Spin-Polarized Oxygen Evolution in Chiral-Molecule-Modified Plasmonic Photoanodes

Photoelectrochemical oxygen evolution is limited not only by multi-electron charge-transfer kinetics but also by the spin constraints associated with forming triplet O2. Here, we integrate plasmonic hot-carrier generation, chiral molecular spin selectivity, and oxygen-evolution catalysis within a single hybrid photoanode architecture demonstrating enhanced O2 generated via spin-polarized plasmonic hot holes. TiO2 photoanodes were modified with achiral Au nanoparticles to introduce visible-light plasmonic absorption, functionalized with cysteine as a chiral molecular interface, and coated with a NiFe-based oxygen-evolution catalyst.
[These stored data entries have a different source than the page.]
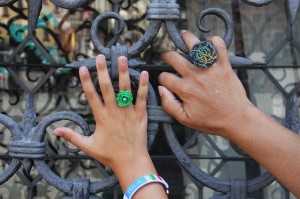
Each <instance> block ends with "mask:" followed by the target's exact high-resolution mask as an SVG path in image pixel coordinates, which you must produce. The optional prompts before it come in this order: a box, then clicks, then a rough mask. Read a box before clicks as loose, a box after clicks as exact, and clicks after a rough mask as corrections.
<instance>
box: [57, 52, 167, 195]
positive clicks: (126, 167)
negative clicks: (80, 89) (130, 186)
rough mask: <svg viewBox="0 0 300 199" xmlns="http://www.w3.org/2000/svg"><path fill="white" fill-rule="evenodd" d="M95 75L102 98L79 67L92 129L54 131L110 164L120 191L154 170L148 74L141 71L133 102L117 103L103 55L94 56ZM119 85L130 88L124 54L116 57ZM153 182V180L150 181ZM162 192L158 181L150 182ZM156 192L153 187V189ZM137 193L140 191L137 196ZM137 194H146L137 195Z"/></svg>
mask: <svg viewBox="0 0 300 199" xmlns="http://www.w3.org/2000/svg"><path fill="white" fill-rule="evenodd" d="M96 62H97V63H96V67H97V75H98V80H99V84H100V88H101V92H102V96H103V99H102V98H100V97H99V95H98V93H97V92H96V89H95V87H94V85H93V82H92V80H91V77H90V74H89V71H88V70H87V68H86V67H81V68H80V71H79V73H80V79H81V82H82V87H83V90H84V92H85V95H86V97H87V99H88V102H89V104H90V106H91V109H92V112H93V115H94V118H95V121H96V130H95V132H94V133H93V134H92V135H91V136H89V137H86V136H82V135H80V134H78V133H76V132H74V131H73V130H72V129H70V128H64V127H63V128H57V129H55V130H54V134H55V135H57V136H62V137H63V138H65V139H66V140H67V141H69V142H71V143H72V144H74V145H75V146H77V147H79V148H80V149H81V150H82V151H83V152H85V153H86V154H88V155H90V156H91V157H93V158H95V159H96V160H98V161H100V162H101V163H103V164H105V165H106V166H108V167H110V168H111V169H112V170H113V171H114V172H115V174H116V175H117V177H118V178H119V181H120V184H121V187H122V189H123V191H125V190H126V189H127V187H128V186H129V185H130V184H131V183H132V182H133V181H134V180H136V179H137V178H139V177H141V176H144V175H147V174H150V173H153V174H156V170H155V168H154V166H153V163H152V160H151V158H150V156H149V153H148V150H147V121H148V119H147V110H146V101H147V95H148V82H149V75H148V73H147V72H142V73H141V75H140V83H139V88H138V92H137V98H136V103H135V105H132V104H131V105H129V106H127V107H120V106H118V104H117V102H116V96H115V93H114V89H113V86H112V82H111V80H110V77H109V73H108V70H107V66H106V61H105V57H104V56H103V55H99V56H97V60H96ZM118 66H119V89H120V90H127V91H130V90H131V86H130V78H129V72H128V61H127V59H126V57H120V58H119V59H118ZM154 184H155V183H154ZM155 186H157V187H158V188H157V189H158V190H160V192H159V193H161V194H162V195H165V192H164V190H163V188H162V186H161V185H152V186H150V190H151V188H154V189H156V187H155ZM156 192H157V191H156ZM139 194H141V193H140V191H139V193H138V194H136V195H137V196H138V195H139ZM140 198H147V197H146V196H141V197H140Z"/></svg>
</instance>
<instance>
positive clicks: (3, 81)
mask: <svg viewBox="0 0 300 199" xmlns="http://www.w3.org/2000/svg"><path fill="white" fill-rule="evenodd" d="M49 6H50V7H51V8H54V9H53V10H51V11H47V9H46V8H47V7H49ZM0 7H2V8H0V9H2V10H0V19H1V21H0V93H1V94H0V107H1V108H0V110H1V114H0V129H1V130H0V153H1V154H0V159H1V167H0V168H1V169H0V185H1V186H0V197H1V198H77V199H82V198H121V193H120V189H119V187H118V183H117V180H116V178H115V176H114V175H113V174H112V172H111V171H110V169H109V168H105V167H103V165H101V163H98V162H96V161H95V160H93V159H91V158H89V157H88V156H86V155H85V154H83V153H82V152H80V151H79V150H78V149H76V148H73V147H72V146H70V145H69V144H68V143H65V142H63V141H62V140H61V139H59V138H56V137H55V136H53V135H51V131H52V130H53V129H54V128H55V127H57V126H71V127H73V128H75V129H77V130H78V131H81V132H82V133H83V134H85V135H89V134H90V133H92V132H93V128H94V121H93V116H92V114H91V111H90V110H89V107H88V105H87V101H86V99H85V96H84V94H83V92H82V89H81V85H80V82H79V79H78V75H77V69H78V68H79V67H80V66H81V65H86V66H88V67H89V69H90V70H92V71H93V70H95V59H94V57H95V55H96V54H98V53H102V54H104V55H105V56H106V57H107V60H108V63H109V66H110V75H111V77H112V79H113V80H117V76H118V74H117V66H116V59H117V57H118V56H120V55H125V56H127V57H128V58H129V63H130V67H131V70H130V75H131V79H132V85H133V86H135V85H136V84H137V83H138V79H139V71H141V70H148V71H149V73H150V76H151V84H152V86H151V88H150V89H149V97H148V117H149V125H148V144H149V150H150V152H151V154H152V157H153V160H154V162H155V164H156V166H157V168H158V170H159V173H160V174H161V175H162V176H164V177H165V178H166V179H167V181H168V182H169V183H170V186H171V189H170V193H171V195H170V198H172V199H173V198H232V199H233V198H293V196H291V195H290V193H289V192H288V191H287V190H285V189H284V188H283V187H282V186H281V185H280V184H278V183H276V182H273V181H275V179H274V177H273V176H272V175H270V174H269V173H268V172H266V171H264V169H263V168H261V167H260V166H259V165H258V164H257V163H256V162H255V161H254V160H252V159H251V158H250V157H248V156H247V154H244V153H243V152H242V151H240V150H239V149H238V147H236V146H235V145H234V144H232V143H228V141H226V140H224V139H222V138H219V137H214V136H209V135H206V134H199V133H198V132H195V131H194V130H191V129H188V128H186V127H184V126H181V125H179V124H178V123H177V122H176V121H174V119H173V118H171V117H170V116H168V115H167V114H165V113H164V112H163V111H162V109H161V107H160V103H159V98H158V97H157V96H158V95H157V89H156V88H157V85H158V83H157V76H158V74H159V73H160V72H162V71H172V69H171V68H170V67H169V66H167V65H165V64H163V63H161V62H160V61H159V58H158V57H159V53H160V52H161V51H163V50H174V49H178V50H179V51H181V52H182V53H187V52H188V49H187V47H186V45H185V44H184V42H183V40H182V38H181V36H180V34H179V31H178V29H179V28H188V29H190V30H192V31H193V32H194V33H195V34H199V36H200V37H203V36H204V35H203V33H200V32H198V30H201V31H202V32H208V30H207V29H206V28H204V26H209V25H213V28H212V29H213V30H215V31H214V33H213V34H223V32H224V30H225V34H224V36H223V38H224V40H225V43H226V45H227V47H228V48H229V50H230V53H231V55H232V56H230V61H231V64H232V66H233V68H234V69H235V70H236V71H237V74H238V76H239V77H240V79H241V80H242V82H243V84H244V86H245V88H246V90H247V92H248V96H249V98H250V99H251V100H252V102H253V103H254V104H256V105H257V106H258V107H260V108H261V109H263V110H265V112H267V113H269V114H270V115H272V116H274V118H276V119H278V121H279V122H282V123H283V124H284V125H286V126H287V127H288V128H290V129H292V130H293V131H295V132H296V133H299V130H300V125H299V116H298V102H297V98H298V91H299V77H298V70H297V68H298V59H299V55H298V54H299V52H300V43H299V42H300V41H299V39H298V37H297V32H298V30H300V29H297V27H300V26H297V23H299V20H297V12H298V7H299V0H285V1H284V0H278V1H275V0H242V1H239V0H230V1H226V2H224V1H222V0H219V1H218V0H210V1H206V0H198V1H197V0H187V1H183V0H182V1H178V2H177V1H176V0H152V1H147V0H107V1H105V0H62V1H59V0H51V2H50V1H46V0H44V1H42V0H27V1H22V0H0ZM272 9H274V10H272ZM276 9H278V10H276ZM107 10H110V11H107ZM264 11H265V12H266V13H269V14H267V15H266V16H265V18H260V17H259V16H257V15H258V14H259V13H263V12H264ZM277 11H279V12H277ZM128 13H131V16H129V14H128ZM198 14H199V16H198V18H197V17H196V16H197V15H198ZM209 15H213V18H212V16H209ZM57 16H59V20H58V19H57V18H56V17H57ZM260 16H262V15H260ZM216 18H218V19H221V20H220V21H219V20H217V19H216ZM274 18H275V20H276V21H275V22H274V21H272V19H274ZM75 19H76V21H74V20H75ZM272 23H276V24H277V25H278V26H277V27H276V28H274V27H273V25H272ZM224 24H225V26H224ZM197 27H198V28H197ZM224 27H225V28H224ZM268 27H272V28H270V29H268ZM249 30H251V34H250V33H249V32H250V31H249ZM219 31H220V32H219ZM253 32H254V33H253ZM248 33H249V34H248ZM249 38H251V39H249ZM267 40H268V42H265V41H267ZM250 57H251V58H253V60H256V61H253V60H252V59H250ZM173 72H174V71H173ZM266 100H267V102H266ZM270 104H271V105H270ZM270 110H272V111H270ZM167 143H168V146H167ZM177 163H178V164H177ZM178 165H179V166H178Z"/></svg>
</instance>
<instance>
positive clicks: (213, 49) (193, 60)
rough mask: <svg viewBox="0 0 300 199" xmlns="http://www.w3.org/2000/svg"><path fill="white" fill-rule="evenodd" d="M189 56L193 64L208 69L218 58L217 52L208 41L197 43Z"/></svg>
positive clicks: (191, 50)
mask: <svg viewBox="0 0 300 199" xmlns="http://www.w3.org/2000/svg"><path fill="white" fill-rule="evenodd" d="M189 55H190V57H191V58H192V60H193V64H194V65H195V66H198V67H202V68H208V67H210V66H211V65H213V64H214V63H215V62H216V61H217V58H218V56H217V51H216V49H215V47H214V46H213V44H212V43H211V42H210V41H200V42H197V43H196V44H195V45H194V46H193V48H192V50H191V52H190V54H189Z"/></svg>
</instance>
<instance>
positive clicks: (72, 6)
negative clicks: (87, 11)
mask: <svg viewBox="0 0 300 199" xmlns="http://www.w3.org/2000/svg"><path fill="white" fill-rule="evenodd" d="M50 1H51V2H52V3H54V4H55V5H57V6H59V7H62V8H66V9H75V8H78V7H80V6H82V5H83V4H85V3H87V2H88V1H89V0H50Z"/></svg>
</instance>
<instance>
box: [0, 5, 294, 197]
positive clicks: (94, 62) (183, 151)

Wavelength-resolved photo-scanning electrochemical microscopy was used to directly detect locally evolved O2 under operando illumination while simultaneously monitoring the photoanode current. Chiral functionalization with homochiral L-cysteine enhanced both photocurrent and local O2 evolution relative to racemic DL-cysteine controls. The chirality-dependent enhancement was most pronounced under visible excitation overlapping the Au plasmon resonance, including a 130% photocurrent increase. These results provide evidence that chiral molecular layers, often used for chiral nanoparticle synthesis, can directly modulate plasmon-derived hot-carrier transfer through the chiral induced spin selectivity effect. This work establishes a chiral plasmonic photoelectrochemical platform for coupling hot-carrier generation to spin-dependent water oxidation.